4 Replies Latest reply: Jan 27, 2013 5:10 AM by rukbat RSS

    Simply delete all entries in a database.

    886619
      Hello,

      how do I simply delete all entries in a database (which must be thread safe, and most probably is)? For instance it is needed, as I'm developing a versioned open source XML/JSON database system, whereas I'm using a BerkeleyDB environment/database as a transaction log per revision (resource/log/version_number/...) for dirty blocks/pages and now want to introduce checkpointing (with currently only a single write-transaction per resource). That is another reading transaction (possibly another thread might read a transaction log, a BerkeleyDB environment/database while another thread, the checkpointer (most probably a deamon thread) commits, that is writes the log periodically or during less workload into the real resource. After the data is commited, the transaction-log must be emptied, but probably a reading transaction still reads from the log and falls back to reading from the real resource if the page is not in the log. That is I can't remove the database, but probably simply have to delete all entries and a simple .commit-file flag which indicates if the data has been written back to the real resource or the checkpointer must be writing it back sometime in the future (if the .commit-file still exists). Do I have to iterate through the database with a cursor (and .getNext())? Or does a dedicated method exist?

      kind regards
      Johannes
        • 1. Re: Simply delete all entries in a database.
          Greybird-Oracle
          Hi Johannes,

          As I think you've already discovered, there is no built-in method for deleting all records of a database that is open. The only similar built-in methods are those for removing or truncating an entire database (removeDatabase and truncateDatabase), and the database must be closed.

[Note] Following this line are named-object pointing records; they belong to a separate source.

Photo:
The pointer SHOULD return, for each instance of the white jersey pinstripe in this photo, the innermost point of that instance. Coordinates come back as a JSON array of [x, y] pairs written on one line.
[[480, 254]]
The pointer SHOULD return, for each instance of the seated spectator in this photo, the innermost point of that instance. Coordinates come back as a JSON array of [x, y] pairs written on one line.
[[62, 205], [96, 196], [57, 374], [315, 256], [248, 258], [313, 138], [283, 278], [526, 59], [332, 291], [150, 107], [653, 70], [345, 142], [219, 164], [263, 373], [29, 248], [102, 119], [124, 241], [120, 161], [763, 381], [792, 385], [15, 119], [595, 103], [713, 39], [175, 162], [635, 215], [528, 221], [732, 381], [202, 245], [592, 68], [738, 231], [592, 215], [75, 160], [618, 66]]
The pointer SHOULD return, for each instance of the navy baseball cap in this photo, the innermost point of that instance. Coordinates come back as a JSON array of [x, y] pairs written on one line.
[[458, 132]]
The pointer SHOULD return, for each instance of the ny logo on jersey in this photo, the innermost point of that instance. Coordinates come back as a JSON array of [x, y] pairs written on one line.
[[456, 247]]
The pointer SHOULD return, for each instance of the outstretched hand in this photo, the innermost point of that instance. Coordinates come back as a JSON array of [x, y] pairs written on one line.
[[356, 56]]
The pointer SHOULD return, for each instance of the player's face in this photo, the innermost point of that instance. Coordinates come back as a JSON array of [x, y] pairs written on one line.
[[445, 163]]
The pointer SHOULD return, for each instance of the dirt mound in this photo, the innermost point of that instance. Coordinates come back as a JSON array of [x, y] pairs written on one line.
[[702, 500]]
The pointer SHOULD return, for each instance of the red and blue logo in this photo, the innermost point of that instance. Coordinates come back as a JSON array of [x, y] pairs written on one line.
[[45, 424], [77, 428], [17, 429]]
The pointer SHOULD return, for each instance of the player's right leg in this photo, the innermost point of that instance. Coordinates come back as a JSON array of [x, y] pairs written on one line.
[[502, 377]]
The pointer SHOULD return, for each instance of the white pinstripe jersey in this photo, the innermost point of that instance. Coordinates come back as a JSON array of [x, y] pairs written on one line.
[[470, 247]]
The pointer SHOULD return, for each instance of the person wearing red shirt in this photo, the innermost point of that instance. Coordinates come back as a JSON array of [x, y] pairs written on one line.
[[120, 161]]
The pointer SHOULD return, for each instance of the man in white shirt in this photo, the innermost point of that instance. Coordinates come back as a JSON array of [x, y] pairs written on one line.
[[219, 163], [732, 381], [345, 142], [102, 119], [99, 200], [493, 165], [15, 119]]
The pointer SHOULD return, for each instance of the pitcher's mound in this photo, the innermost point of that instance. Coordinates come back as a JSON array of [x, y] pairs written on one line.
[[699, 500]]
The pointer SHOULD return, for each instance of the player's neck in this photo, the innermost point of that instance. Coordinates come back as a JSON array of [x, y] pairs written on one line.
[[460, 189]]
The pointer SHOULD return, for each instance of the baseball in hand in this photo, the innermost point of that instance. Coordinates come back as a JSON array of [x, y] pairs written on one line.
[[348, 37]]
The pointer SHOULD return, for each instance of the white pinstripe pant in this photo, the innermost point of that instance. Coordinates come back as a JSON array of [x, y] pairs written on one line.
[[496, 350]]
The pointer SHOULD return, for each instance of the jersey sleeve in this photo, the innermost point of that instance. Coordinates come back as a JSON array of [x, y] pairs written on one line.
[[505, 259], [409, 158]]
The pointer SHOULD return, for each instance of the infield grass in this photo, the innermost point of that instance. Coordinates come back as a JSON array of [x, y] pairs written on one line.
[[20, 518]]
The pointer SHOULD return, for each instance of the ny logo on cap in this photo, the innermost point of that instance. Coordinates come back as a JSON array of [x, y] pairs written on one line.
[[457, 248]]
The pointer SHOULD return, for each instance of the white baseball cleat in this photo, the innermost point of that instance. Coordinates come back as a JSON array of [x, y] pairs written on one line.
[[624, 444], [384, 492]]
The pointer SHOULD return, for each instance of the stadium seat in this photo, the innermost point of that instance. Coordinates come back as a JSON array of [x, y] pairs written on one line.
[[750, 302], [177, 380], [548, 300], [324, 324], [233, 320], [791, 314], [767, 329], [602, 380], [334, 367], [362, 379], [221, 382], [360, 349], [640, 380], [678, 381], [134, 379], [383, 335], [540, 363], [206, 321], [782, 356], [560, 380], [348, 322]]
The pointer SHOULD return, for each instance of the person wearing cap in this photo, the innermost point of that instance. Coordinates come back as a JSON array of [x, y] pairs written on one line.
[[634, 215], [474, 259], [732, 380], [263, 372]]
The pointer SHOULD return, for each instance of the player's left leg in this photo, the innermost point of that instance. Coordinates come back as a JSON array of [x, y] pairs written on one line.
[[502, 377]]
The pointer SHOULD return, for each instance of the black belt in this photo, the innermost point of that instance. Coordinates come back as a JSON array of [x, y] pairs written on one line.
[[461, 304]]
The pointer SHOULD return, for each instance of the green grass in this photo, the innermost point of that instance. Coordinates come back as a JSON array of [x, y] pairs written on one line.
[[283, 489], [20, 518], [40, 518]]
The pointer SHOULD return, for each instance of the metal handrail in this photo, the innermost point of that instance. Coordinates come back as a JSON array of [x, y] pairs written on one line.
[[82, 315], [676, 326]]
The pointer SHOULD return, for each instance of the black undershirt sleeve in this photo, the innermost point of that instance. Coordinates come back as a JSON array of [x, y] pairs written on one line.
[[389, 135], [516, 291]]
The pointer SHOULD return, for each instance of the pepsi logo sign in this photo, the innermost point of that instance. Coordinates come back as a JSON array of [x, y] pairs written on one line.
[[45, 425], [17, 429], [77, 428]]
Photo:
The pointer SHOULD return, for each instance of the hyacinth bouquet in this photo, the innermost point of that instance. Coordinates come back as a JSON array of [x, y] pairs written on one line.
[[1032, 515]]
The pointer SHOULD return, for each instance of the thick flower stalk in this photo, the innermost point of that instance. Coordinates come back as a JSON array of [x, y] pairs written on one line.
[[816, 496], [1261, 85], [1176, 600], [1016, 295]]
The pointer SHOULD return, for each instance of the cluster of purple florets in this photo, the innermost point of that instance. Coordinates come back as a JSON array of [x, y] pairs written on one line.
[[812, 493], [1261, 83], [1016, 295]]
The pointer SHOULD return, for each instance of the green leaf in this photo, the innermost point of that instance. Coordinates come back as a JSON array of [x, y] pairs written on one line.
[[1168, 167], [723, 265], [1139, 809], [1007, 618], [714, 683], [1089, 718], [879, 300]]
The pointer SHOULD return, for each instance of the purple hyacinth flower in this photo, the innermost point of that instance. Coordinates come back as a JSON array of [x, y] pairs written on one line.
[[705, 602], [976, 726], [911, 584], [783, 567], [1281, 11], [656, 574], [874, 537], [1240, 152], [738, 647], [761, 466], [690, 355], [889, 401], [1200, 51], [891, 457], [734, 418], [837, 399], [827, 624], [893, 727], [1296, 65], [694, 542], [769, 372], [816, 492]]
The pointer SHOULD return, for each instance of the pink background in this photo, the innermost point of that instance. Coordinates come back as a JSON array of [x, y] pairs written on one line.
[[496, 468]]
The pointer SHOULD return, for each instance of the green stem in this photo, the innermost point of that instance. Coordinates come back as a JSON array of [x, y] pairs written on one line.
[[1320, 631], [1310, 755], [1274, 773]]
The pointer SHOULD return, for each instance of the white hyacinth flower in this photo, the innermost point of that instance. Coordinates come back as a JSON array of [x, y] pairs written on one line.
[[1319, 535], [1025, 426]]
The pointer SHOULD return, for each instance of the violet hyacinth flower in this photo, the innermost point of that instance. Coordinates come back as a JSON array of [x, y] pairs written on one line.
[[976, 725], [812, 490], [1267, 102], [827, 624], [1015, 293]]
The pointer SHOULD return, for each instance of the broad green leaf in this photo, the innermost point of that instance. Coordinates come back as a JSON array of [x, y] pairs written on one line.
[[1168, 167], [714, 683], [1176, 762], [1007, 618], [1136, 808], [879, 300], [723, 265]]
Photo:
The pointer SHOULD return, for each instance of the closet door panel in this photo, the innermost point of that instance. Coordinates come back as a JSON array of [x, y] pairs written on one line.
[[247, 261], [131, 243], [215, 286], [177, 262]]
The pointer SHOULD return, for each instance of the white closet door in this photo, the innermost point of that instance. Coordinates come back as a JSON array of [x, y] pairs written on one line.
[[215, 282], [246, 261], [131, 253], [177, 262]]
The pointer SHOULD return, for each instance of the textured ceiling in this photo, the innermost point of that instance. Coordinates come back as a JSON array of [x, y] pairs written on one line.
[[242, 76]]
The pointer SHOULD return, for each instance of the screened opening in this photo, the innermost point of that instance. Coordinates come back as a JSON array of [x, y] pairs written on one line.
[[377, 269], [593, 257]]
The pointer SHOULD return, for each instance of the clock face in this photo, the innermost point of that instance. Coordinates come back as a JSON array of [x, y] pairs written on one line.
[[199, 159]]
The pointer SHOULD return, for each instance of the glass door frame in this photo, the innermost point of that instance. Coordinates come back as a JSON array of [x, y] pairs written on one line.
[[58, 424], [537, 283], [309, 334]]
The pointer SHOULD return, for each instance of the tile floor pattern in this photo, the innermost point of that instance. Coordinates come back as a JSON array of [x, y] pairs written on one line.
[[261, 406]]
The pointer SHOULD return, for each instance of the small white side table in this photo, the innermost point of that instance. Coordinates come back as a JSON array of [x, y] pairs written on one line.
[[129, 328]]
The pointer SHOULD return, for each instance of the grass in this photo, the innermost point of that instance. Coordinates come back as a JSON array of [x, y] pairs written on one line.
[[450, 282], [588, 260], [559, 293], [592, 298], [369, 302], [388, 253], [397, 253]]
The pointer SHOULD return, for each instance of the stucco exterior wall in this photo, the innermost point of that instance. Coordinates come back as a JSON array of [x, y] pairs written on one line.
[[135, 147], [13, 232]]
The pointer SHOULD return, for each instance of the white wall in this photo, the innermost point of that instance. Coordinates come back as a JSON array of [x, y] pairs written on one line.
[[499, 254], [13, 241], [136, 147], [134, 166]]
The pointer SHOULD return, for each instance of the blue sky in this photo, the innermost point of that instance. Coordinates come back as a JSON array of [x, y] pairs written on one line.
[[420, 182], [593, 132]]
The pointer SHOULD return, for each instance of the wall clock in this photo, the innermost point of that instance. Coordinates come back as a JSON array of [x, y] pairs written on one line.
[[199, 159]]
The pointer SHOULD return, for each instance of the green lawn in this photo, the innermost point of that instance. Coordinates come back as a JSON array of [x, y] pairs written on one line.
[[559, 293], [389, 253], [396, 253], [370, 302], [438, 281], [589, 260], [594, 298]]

          If you can't find a way to use removeDatabase or truncateDatabase, then you'll have to iterate through the records and delete them individually. If this is done for a large numbers of records in a single transaction, it will be expensive on a number of fronts, including memory usage for the locks: each record is individually locked.

          If you don't need to delete all records in a single transaction (I couldn't completely understand your use case), then you can iterate with a cursor using READ_UNCOMMITTED and delete the records in individual transactions using Database.delete. This avoids using lots of memory for the locks, since only one record is locked at a time.

          In either case the cost can be reduced by using DatabaseEntry.setPartial(0, 0, true) for the DatabaseEntry that is passed as the data parameter. You only need the key to delete the record, not the data, and avoiding a fetch of the data is a big cost savings (if the record data is not in cache). This optimization is only in JE 5.0 and above --in JE 4.1 and earlier, this has no advantage because the data is always fetched internally, as part of the deletion operation.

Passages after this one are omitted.